The research apprenticeship typically requires five to ten contact hours per week over one semester for 3 credits, or over two semesters for 6 credits. The specific semester hours and contact hours are determined by the student's advisor following discussion of the research project. Normally the research apprenticeship does not carry a stipend, however, a funded research apprenticeship will meet the research apprenticeship requirement.

A student may be advanced to candidacy only after certification that he or she has satisfied or is in the process of satisfying the research apprenticeship requirement. Normally, the student will serve the research apprenticeship with a faculty member in his/her specialization, however, when in the judgment of the student's advisor a more suitable apprenticeship can be arranged with another faculty member or a researcher in another setting, it will be approved. The assignment of the student to a faculty member for the research apprenticeship will be the responsibility of the student's advisor, subject to concurrence by the student and the prospective research supervisor.

The research apprenticeship will focus on an area of research in which the research supervisor is involved, rather than on the student's dissertation research, although in some cases, the student's dissertation or research interests may be the focus of the apprenticeship. The student and research supervisor are expected to interact frequently concerning the research in which they are engaged and to discuss the research process in an attempt to further the student's learning.
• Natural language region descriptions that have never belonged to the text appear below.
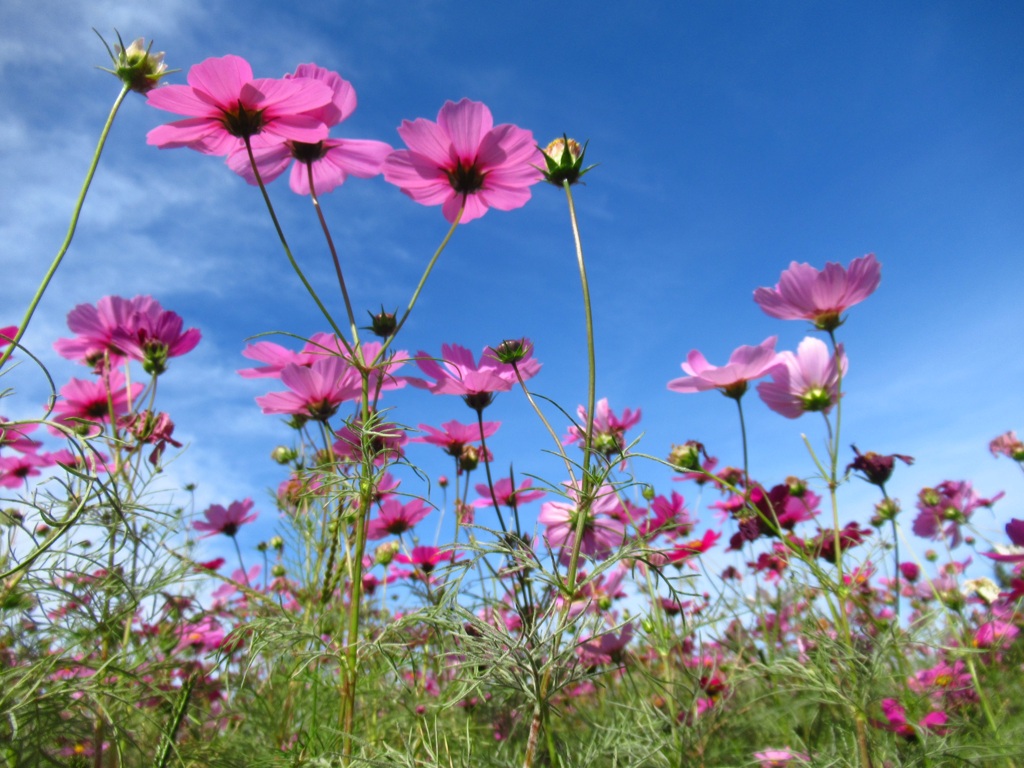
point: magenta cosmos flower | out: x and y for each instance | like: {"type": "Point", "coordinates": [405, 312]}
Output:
{"type": "Point", "coordinates": [94, 400]}
{"type": "Point", "coordinates": [226, 105]}
{"type": "Point", "coordinates": [226, 521]}
{"type": "Point", "coordinates": [314, 391]}
{"type": "Point", "coordinates": [464, 161]}
{"type": "Point", "coordinates": [454, 436]}
{"type": "Point", "coordinates": [476, 382]}
{"type": "Point", "coordinates": [330, 161]}
{"type": "Point", "coordinates": [602, 531]}
{"type": "Point", "coordinates": [95, 327]}
{"type": "Point", "coordinates": [805, 293]}
{"type": "Point", "coordinates": [744, 364]}
{"type": "Point", "coordinates": [807, 381]}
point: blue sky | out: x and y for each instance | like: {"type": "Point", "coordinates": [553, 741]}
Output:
{"type": "Point", "coordinates": [732, 138]}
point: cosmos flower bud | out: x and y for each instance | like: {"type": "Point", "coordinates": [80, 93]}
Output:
{"type": "Point", "coordinates": [563, 159]}
{"type": "Point", "coordinates": [385, 553]}
{"type": "Point", "coordinates": [383, 324]}
{"type": "Point", "coordinates": [137, 67]}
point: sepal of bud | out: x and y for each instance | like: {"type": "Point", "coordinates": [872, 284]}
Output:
{"type": "Point", "coordinates": [563, 161]}
{"type": "Point", "coordinates": [136, 66]}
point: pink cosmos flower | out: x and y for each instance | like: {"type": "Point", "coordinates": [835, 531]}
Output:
{"type": "Point", "coordinates": [1006, 444]}
{"type": "Point", "coordinates": [807, 381]}
{"type": "Point", "coordinates": [464, 161]}
{"type": "Point", "coordinates": [602, 531]}
{"type": "Point", "coordinates": [96, 326]}
{"type": "Point", "coordinates": [226, 521]}
{"type": "Point", "coordinates": [945, 508]}
{"type": "Point", "coordinates": [153, 335]}
{"type": "Point", "coordinates": [395, 518]}
{"type": "Point", "coordinates": [475, 382]}
{"type": "Point", "coordinates": [227, 105]}
{"type": "Point", "coordinates": [332, 160]}
{"type": "Point", "coordinates": [609, 430]}
{"type": "Point", "coordinates": [1015, 529]}
{"type": "Point", "coordinates": [453, 435]}
{"type": "Point", "coordinates": [94, 400]}
{"type": "Point", "coordinates": [779, 758]}
{"type": "Point", "coordinates": [744, 364]}
{"type": "Point", "coordinates": [805, 293]}
{"type": "Point", "coordinates": [316, 391]}
{"type": "Point", "coordinates": [425, 559]}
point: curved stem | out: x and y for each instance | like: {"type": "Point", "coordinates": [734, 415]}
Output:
{"type": "Point", "coordinates": [334, 256]}
{"type": "Point", "coordinates": [284, 242]}
{"type": "Point", "coordinates": [419, 288]}
{"type": "Point", "coordinates": [5, 355]}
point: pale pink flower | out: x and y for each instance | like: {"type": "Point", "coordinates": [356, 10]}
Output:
{"type": "Point", "coordinates": [805, 293]}
{"type": "Point", "coordinates": [226, 521]}
{"type": "Point", "coordinates": [462, 375]}
{"type": "Point", "coordinates": [226, 105]}
{"type": "Point", "coordinates": [464, 161]}
{"type": "Point", "coordinates": [744, 364]}
{"type": "Point", "coordinates": [1015, 529]}
{"type": "Point", "coordinates": [602, 529]}
{"type": "Point", "coordinates": [807, 381]}
{"type": "Point", "coordinates": [331, 160]}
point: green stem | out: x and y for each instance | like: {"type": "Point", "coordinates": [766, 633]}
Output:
{"type": "Point", "coordinates": [284, 242]}
{"type": "Point", "coordinates": [334, 256]}
{"type": "Point", "coordinates": [419, 288]}
{"type": "Point", "coordinates": [23, 327]}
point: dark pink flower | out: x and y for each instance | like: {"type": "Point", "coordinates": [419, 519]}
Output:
{"type": "Point", "coordinates": [783, 758]}
{"type": "Point", "coordinates": [226, 521]}
{"type": "Point", "coordinates": [744, 364]}
{"type": "Point", "coordinates": [425, 559]}
{"type": "Point", "coordinates": [453, 435]}
{"type": "Point", "coordinates": [807, 381]}
{"type": "Point", "coordinates": [475, 382]}
{"type": "Point", "coordinates": [314, 392]}
{"type": "Point", "coordinates": [331, 160]}
{"type": "Point", "coordinates": [945, 508]}
{"type": "Point", "coordinates": [395, 517]}
{"type": "Point", "coordinates": [805, 293]}
{"type": "Point", "coordinates": [609, 430]}
{"type": "Point", "coordinates": [227, 105]}
{"type": "Point", "coordinates": [465, 161]}
{"type": "Point", "coordinates": [95, 400]}
{"type": "Point", "coordinates": [602, 529]}
{"type": "Point", "coordinates": [96, 326]}
{"type": "Point", "coordinates": [1006, 444]}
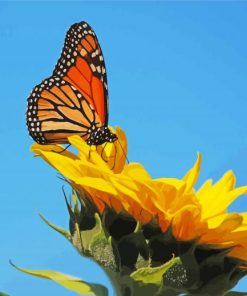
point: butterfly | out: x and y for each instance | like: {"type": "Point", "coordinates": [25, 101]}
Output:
{"type": "Point", "coordinates": [74, 100]}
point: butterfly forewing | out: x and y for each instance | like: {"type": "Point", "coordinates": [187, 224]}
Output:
{"type": "Point", "coordinates": [82, 64]}
{"type": "Point", "coordinates": [74, 99]}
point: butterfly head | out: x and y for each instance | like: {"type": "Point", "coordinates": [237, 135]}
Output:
{"type": "Point", "coordinates": [100, 136]}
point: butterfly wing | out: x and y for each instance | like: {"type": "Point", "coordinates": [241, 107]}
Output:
{"type": "Point", "coordinates": [57, 110]}
{"type": "Point", "coordinates": [82, 65]}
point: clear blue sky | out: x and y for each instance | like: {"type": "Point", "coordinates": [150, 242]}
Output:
{"type": "Point", "coordinates": [177, 83]}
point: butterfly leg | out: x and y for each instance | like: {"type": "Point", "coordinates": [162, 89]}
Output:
{"type": "Point", "coordinates": [62, 149]}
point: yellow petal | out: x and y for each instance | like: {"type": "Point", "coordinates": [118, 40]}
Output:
{"type": "Point", "coordinates": [186, 223]}
{"type": "Point", "coordinates": [136, 171]}
{"type": "Point", "coordinates": [218, 196]}
{"type": "Point", "coordinates": [65, 165]}
{"type": "Point", "coordinates": [121, 150]}
{"type": "Point", "coordinates": [192, 175]}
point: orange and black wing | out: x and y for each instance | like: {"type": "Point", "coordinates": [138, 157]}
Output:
{"type": "Point", "coordinates": [82, 65]}
{"type": "Point", "coordinates": [57, 110]}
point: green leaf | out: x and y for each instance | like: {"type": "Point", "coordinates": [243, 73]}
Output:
{"type": "Point", "coordinates": [235, 293]}
{"type": "Point", "coordinates": [67, 281]}
{"type": "Point", "coordinates": [60, 230]}
{"type": "Point", "coordinates": [153, 275]}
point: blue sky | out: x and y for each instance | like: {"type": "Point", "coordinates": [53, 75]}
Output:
{"type": "Point", "coordinates": [177, 85]}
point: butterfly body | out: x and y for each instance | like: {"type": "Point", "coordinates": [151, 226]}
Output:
{"type": "Point", "coordinates": [74, 100]}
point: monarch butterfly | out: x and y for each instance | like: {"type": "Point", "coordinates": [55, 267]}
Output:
{"type": "Point", "coordinates": [74, 100]}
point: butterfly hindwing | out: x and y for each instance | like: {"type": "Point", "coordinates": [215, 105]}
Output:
{"type": "Point", "coordinates": [57, 110]}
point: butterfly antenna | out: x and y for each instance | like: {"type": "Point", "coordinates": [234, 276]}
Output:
{"type": "Point", "coordinates": [102, 151]}
{"type": "Point", "coordinates": [62, 149]}
{"type": "Point", "coordinates": [89, 152]}
{"type": "Point", "coordinates": [124, 152]}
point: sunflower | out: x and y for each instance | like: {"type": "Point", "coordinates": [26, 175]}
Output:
{"type": "Point", "coordinates": [163, 218]}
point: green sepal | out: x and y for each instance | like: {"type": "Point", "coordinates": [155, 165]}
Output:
{"type": "Point", "coordinates": [67, 281]}
{"type": "Point", "coordinates": [89, 237]}
{"type": "Point", "coordinates": [153, 275]}
{"type": "Point", "coordinates": [60, 230]}
{"type": "Point", "coordinates": [235, 293]}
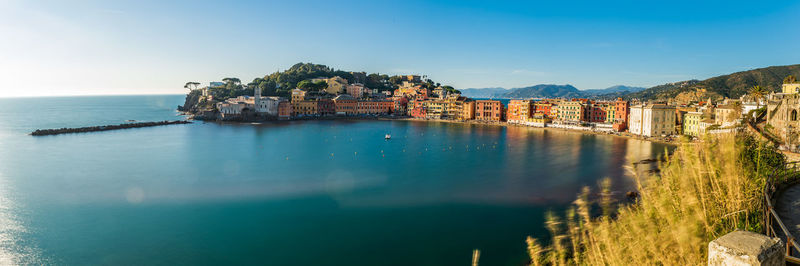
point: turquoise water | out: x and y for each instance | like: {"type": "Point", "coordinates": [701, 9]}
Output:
{"type": "Point", "coordinates": [283, 193]}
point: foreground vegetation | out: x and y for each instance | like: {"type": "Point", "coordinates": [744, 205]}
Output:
{"type": "Point", "coordinates": [704, 191]}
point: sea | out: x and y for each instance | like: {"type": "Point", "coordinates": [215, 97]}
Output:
{"type": "Point", "coordinates": [284, 193]}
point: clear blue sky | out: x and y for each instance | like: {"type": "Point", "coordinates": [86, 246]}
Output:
{"type": "Point", "coordinates": [135, 47]}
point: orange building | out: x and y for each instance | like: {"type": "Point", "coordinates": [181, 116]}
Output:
{"type": "Point", "coordinates": [284, 109]}
{"type": "Point", "coordinates": [467, 110]}
{"type": "Point", "coordinates": [400, 106]}
{"type": "Point", "coordinates": [345, 104]}
{"type": "Point", "coordinates": [374, 107]}
{"type": "Point", "coordinates": [489, 110]}
{"type": "Point", "coordinates": [304, 107]}
{"type": "Point", "coordinates": [621, 114]}
{"type": "Point", "coordinates": [326, 107]}
{"type": "Point", "coordinates": [518, 110]}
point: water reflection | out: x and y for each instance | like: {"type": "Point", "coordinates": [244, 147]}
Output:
{"type": "Point", "coordinates": [13, 248]}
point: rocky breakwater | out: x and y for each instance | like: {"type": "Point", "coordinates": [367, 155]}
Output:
{"type": "Point", "coordinates": [46, 132]}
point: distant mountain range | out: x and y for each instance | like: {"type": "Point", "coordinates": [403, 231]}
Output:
{"type": "Point", "coordinates": [731, 85]}
{"type": "Point", "coordinates": [548, 91]}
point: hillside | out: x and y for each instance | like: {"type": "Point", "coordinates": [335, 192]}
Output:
{"type": "Point", "coordinates": [543, 90]}
{"type": "Point", "coordinates": [618, 89]}
{"type": "Point", "coordinates": [731, 85]}
{"type": "Point", "coordinates": [483, 92]}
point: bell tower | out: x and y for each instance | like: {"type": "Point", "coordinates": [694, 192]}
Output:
{"type": "Point", "coordinates": [257, 98]}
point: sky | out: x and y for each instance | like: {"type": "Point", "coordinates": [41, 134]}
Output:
{"type": "Point", "coordinates": [53, 48]}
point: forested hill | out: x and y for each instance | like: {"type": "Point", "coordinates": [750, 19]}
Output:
{"type": "Point", "coordinates": [731, 85]}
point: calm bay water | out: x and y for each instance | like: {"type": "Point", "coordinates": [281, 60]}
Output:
{"type": "Point", "coordinates": [283, 193]}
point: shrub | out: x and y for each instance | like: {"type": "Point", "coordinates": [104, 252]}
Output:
{"type": "Point", "coordinates": [704, 191]}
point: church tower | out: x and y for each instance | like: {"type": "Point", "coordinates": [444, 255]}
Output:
{"type": "Point", "coordinates": [257, 99]}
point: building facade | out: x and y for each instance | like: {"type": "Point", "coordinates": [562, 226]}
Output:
{"type": "Point", "coordinates": [652, 120]}
{"type": "Point", "coordinates": [489, 110]}
{"type": "Point", "coordinates": [518, 111]}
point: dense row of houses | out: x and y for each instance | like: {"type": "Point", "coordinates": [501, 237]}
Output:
{"type": "Point", "coordinates": [414, 99]}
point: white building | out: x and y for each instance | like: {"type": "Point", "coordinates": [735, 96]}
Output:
{"type": "Point", "coordinates": [652, 120]}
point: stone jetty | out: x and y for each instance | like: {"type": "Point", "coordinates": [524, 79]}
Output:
{"type": "Point", "coordinates": [46, 132]}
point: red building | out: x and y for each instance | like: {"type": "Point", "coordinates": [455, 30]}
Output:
{"type": "Point", "coordinates": [596, 113]}
{"type": "Point", "coordinates": [284, 109]}
{"type": "Point", "coordinates": [326, 107]}
{"type": "Point", "coordinates": [621, 114]}
{"type": "Point", "coordinates": [518, 110]}
{"type": "Point", "coordinates": [545, 108]}
{"type": "Point", "coordinates": [400, 106]}
{"type": "Point", "coordinates": [489, 110]}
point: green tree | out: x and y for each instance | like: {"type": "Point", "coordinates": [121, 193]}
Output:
{"type": "Point", "coordinates": [191, 85]}
{"type": "Point", "coordinates": [235, 81]}
{"type": "Point", "coordinates": [758, 93]}
{"type": "Point", "coordinates": [790, 79]}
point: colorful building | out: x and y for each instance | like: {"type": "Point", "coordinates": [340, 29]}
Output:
{"type": "Point", "coordinates": [518, 111]}
{"type": "Point", "coordinates": [652, 120]}
{"type": "Point", "coordinates": [304, 108]}
{"type": "Point", "coordinates": [621, 113]}
{"type": "Point", "coordinates": [345, 104]}
{"type": "Point", "coordinates": [467, 110]}
{"type": "Point", "coordinates": [571, 111]}
{"type": "Point", "coordinates": [489, 110]}
{"type": "Point", "coordinates": [691, 123]}
{"type": "Point", "coordinates": [284, 109]}
{"type": "Point", "coordinates": [545, 108]}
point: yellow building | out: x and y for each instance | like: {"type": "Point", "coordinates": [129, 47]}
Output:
{"type": "Point", "coordinates": [336, 85]}
{"type": "Point", "coordinates": [298, 95]}
{"type": "Point", "coordinates": [611, 111]}
{"type": "Point", "coordinates": [304, 107]}
{"type": "Point", "coordinates": [791, 87]}
{"type": "Point", "coordinates": [571, 111]}
{"type": "Point", "coordinates": [691, 123]}
{"type": "Point", "coordinates": [725, 114]}
{"type": "Point", "coordinates": [541, 118]}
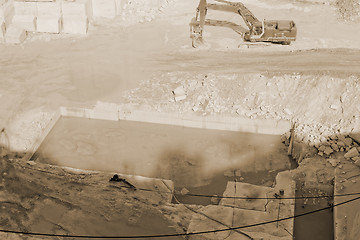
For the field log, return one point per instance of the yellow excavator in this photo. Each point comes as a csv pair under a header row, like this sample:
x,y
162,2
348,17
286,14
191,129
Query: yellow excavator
x,y
274,31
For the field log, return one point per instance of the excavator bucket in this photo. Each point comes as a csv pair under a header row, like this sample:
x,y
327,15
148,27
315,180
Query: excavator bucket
x,y
275,31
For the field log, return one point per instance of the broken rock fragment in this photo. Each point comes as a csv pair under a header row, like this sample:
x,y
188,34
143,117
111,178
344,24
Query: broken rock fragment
x,y
348,141
179,93
328,150
352,153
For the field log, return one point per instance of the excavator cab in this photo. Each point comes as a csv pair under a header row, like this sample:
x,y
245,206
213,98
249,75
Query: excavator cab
x,y
275,31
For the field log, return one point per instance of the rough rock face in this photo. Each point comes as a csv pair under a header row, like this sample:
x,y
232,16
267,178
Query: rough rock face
x,y
348,9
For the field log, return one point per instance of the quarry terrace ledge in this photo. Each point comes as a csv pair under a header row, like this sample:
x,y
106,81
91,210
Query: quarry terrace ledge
x,y
227,123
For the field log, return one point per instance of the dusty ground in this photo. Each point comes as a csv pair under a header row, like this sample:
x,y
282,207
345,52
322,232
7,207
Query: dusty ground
x,y
314,81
Following are some examples of the types of activity in which the student may participate during his/her research apprenticeship. In all cases, students will develop a final product consisting of a publishable research paper or equivalent.

  • Bibliographic searches related to the development of a research project.
  • Drafting a research proposal for funding.
  • Literature search.
  • Developing and testing an instrument.
  • Developing academic program assessment methods and instruments.
  • Collection of data.
  • Preparation of data for computer analysis.
  • Computer analysis of data.
  • Discussions, evaluations and critiques of research.
  • Assisting with editorial work.
  • Planning and implementing research conferences

Students will develop a one-page proposal describing the specific objectives, expected learning outcomes, and final product of the research apprenticeship. This will be approved by the student's advisor and research supervisor before the onset of the research apprenticeship.